Hypothesis-driven RNAi Screen for HSV1 Gene Expression

In addition to the primary and secondary DG screens, 207 genes (Fig. 16; Supplement Table 2) were selected that could play a potential role at different steps of HSV1 cell entry such as proteins involved in the actin-myosin cytoskeleton, endocytosis, autophagy, innate immunity, microtubule transport, or nuclear import and export.

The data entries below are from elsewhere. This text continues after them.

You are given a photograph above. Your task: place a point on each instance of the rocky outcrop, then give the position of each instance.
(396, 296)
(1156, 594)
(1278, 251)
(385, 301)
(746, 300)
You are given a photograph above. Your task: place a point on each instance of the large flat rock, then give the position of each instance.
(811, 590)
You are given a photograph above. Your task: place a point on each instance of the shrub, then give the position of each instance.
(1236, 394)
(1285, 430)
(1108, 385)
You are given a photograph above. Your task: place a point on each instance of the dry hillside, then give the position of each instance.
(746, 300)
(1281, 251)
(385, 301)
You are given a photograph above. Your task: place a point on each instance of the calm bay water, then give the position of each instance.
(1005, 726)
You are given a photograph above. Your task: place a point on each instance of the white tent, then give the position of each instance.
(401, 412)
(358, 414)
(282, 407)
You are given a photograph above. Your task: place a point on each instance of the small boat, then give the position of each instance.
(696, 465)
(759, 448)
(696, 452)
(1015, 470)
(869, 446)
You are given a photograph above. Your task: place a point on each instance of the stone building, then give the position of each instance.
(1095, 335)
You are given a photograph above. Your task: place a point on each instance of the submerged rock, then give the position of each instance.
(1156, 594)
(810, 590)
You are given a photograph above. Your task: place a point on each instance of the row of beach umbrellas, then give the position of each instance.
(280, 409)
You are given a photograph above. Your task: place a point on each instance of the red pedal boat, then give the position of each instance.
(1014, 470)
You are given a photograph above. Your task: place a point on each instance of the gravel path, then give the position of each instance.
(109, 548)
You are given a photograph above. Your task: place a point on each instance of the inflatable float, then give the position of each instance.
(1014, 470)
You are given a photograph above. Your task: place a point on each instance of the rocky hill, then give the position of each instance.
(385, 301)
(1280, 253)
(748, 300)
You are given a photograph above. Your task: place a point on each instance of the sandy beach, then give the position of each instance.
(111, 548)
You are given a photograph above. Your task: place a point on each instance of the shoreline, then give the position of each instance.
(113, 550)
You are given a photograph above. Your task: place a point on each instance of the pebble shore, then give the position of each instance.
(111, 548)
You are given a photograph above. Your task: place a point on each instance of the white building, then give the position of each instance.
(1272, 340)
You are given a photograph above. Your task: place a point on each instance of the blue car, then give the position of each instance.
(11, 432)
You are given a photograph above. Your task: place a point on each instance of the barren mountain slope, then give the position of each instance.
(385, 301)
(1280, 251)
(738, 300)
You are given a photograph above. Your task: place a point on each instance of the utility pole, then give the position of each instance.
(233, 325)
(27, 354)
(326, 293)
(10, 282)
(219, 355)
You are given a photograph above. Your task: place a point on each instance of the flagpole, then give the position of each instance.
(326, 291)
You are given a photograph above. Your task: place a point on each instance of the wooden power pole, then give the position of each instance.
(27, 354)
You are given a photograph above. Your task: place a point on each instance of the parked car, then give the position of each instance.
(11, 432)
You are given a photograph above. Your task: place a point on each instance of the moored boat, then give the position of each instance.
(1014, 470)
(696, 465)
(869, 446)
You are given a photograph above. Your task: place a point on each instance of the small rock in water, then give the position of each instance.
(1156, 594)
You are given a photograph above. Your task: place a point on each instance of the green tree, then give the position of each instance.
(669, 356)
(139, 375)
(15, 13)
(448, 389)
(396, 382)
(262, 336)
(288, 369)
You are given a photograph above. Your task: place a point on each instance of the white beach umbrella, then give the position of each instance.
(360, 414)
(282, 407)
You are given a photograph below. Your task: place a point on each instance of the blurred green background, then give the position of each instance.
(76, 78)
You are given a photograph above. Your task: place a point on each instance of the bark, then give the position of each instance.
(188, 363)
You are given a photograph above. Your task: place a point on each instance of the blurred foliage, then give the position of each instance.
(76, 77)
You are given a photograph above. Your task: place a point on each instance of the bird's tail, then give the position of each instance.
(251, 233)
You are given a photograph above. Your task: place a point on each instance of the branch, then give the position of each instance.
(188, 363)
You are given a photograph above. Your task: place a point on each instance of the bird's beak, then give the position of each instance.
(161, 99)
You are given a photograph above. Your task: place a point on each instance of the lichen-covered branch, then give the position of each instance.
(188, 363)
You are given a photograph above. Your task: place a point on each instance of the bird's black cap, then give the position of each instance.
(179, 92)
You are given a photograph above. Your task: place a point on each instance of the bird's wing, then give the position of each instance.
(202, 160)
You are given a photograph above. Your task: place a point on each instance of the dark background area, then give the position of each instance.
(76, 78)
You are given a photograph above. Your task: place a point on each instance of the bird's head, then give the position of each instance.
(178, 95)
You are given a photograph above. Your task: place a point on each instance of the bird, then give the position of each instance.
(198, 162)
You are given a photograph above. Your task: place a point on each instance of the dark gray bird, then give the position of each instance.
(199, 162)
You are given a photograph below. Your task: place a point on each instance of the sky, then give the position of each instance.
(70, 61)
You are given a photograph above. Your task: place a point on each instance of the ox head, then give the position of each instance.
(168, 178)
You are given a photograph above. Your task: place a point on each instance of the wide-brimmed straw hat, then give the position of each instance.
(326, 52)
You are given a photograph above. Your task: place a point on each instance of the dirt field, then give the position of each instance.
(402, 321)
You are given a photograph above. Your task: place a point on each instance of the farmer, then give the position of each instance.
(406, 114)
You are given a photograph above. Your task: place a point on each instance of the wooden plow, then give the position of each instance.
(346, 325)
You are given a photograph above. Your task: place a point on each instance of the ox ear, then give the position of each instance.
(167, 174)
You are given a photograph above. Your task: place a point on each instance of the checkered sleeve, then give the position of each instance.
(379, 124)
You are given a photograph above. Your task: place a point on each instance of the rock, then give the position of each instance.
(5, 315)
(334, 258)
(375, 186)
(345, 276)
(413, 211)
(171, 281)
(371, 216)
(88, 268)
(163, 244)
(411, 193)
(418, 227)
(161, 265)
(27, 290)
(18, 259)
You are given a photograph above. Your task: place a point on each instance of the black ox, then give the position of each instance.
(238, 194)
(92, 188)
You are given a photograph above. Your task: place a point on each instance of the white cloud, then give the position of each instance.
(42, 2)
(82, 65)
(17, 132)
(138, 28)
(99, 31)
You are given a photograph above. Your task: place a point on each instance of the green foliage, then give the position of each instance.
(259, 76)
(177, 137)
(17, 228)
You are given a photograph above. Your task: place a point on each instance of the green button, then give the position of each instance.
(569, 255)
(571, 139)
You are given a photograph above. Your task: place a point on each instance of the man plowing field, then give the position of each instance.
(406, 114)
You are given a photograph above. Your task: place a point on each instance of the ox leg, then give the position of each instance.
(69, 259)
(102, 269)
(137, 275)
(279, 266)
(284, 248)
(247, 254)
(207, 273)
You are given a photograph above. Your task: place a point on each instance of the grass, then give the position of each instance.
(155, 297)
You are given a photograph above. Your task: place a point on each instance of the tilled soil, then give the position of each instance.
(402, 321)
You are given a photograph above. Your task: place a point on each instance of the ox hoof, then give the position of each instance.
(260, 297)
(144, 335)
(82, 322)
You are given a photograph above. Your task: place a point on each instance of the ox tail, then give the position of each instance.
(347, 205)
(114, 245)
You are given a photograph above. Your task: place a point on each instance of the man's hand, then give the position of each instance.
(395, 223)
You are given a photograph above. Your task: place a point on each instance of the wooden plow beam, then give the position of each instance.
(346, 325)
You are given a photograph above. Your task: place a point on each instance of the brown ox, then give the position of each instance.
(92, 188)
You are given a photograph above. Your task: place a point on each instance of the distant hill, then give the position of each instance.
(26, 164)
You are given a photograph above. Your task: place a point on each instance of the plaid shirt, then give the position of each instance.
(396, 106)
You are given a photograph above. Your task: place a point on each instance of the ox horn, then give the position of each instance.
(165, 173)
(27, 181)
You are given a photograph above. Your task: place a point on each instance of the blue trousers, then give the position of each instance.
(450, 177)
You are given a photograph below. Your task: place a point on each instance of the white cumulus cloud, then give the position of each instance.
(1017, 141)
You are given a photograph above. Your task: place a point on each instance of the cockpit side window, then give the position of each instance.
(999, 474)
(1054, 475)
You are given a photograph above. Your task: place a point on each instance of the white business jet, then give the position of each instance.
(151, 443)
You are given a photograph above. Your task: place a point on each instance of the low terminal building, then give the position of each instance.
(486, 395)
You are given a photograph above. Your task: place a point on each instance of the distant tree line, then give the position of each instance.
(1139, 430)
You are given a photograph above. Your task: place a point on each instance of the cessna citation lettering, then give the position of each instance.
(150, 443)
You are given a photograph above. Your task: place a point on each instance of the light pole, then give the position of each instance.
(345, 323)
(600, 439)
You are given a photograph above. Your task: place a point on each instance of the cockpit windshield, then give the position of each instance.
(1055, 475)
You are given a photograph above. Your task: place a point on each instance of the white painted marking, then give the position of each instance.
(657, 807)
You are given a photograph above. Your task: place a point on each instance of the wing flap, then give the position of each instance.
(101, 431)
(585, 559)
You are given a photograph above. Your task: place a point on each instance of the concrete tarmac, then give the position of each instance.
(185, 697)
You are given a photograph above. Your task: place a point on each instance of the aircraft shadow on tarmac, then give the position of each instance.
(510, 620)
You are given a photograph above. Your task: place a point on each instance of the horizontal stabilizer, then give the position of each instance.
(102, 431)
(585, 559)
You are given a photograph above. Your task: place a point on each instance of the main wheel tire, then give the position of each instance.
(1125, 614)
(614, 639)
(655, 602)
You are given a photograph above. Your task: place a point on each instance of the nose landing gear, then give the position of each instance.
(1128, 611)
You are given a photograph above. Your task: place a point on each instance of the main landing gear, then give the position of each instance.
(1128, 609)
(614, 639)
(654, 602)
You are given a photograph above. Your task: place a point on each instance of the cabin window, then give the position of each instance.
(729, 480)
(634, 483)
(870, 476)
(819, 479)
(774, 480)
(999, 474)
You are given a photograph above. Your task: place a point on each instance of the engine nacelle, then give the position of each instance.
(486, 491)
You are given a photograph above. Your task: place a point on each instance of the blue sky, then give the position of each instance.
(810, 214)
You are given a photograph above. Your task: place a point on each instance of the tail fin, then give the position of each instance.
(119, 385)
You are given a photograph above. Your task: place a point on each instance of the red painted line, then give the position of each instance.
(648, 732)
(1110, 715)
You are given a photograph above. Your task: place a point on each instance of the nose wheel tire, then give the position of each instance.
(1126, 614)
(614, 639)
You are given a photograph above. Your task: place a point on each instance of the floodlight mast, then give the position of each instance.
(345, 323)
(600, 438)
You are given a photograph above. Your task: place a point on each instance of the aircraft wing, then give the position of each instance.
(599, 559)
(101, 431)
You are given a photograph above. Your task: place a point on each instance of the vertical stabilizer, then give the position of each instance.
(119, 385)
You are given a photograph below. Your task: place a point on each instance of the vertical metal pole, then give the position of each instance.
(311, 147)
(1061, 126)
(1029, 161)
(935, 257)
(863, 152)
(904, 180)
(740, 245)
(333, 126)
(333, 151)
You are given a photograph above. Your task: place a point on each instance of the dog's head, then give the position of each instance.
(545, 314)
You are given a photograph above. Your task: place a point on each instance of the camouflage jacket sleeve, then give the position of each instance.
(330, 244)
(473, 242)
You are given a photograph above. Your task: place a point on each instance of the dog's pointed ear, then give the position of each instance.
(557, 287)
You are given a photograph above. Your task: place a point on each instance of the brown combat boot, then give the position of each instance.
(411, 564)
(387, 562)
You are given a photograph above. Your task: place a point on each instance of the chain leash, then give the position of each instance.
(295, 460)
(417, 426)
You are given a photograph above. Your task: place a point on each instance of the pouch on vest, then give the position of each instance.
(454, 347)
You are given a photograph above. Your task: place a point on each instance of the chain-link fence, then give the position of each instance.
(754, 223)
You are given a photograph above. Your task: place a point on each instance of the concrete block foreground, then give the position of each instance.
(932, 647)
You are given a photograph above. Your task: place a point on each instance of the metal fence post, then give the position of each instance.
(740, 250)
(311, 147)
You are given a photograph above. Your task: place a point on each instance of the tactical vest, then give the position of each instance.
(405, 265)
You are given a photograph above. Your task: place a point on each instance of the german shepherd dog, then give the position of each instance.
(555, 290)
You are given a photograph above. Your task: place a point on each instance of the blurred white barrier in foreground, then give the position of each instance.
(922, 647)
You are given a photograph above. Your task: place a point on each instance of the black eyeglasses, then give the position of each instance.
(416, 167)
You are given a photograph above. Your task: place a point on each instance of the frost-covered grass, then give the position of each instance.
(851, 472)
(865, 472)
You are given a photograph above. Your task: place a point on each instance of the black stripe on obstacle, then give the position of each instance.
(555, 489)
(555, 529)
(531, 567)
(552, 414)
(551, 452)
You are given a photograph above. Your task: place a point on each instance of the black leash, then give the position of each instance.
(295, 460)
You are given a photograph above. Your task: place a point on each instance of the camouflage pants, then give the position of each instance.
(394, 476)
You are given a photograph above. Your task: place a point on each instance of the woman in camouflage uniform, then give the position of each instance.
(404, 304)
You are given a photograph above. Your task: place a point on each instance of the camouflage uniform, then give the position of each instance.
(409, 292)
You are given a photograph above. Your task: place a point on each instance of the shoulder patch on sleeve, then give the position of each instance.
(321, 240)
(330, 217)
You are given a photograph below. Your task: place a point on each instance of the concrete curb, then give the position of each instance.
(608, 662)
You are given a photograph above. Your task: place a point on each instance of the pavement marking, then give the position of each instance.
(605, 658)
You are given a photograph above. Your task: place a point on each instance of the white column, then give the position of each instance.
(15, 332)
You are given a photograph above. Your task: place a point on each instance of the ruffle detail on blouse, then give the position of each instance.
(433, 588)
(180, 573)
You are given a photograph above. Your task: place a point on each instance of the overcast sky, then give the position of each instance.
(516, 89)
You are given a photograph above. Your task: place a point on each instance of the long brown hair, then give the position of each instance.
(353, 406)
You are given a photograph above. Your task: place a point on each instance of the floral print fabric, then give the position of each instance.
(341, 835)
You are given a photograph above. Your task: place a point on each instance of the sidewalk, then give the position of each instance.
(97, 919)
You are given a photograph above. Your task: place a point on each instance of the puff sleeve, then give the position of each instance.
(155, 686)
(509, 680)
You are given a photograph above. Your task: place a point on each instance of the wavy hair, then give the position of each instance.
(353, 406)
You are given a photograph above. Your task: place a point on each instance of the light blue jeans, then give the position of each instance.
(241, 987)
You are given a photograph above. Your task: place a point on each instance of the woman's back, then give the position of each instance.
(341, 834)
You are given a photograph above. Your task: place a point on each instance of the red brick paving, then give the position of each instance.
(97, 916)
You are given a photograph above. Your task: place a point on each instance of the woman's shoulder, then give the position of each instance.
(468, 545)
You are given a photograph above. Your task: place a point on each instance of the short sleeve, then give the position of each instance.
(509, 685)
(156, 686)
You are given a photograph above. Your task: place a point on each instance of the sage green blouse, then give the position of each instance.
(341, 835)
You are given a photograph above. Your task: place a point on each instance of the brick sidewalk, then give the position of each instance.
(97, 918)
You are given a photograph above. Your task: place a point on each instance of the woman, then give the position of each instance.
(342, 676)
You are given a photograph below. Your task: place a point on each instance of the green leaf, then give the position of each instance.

Furthermore, we included genes implicated in virus susceptibility (Fumagalli et al., 2010), in cell entry of vaccinia (Moser et al., 2010), and from the 50-kinase HSV1 screen (Snijder et al., 2012).

Figure 16: 207 host genes were chosen for a hypothesis-driven RNAi screen on HSV1 gene expression.

The pie chart displays the functional groups covered by the screen and their fraction in the list of 207 genes.

Figure 17: Outline of the hypothesis-driven RNAi screen for HSV1 gene expression.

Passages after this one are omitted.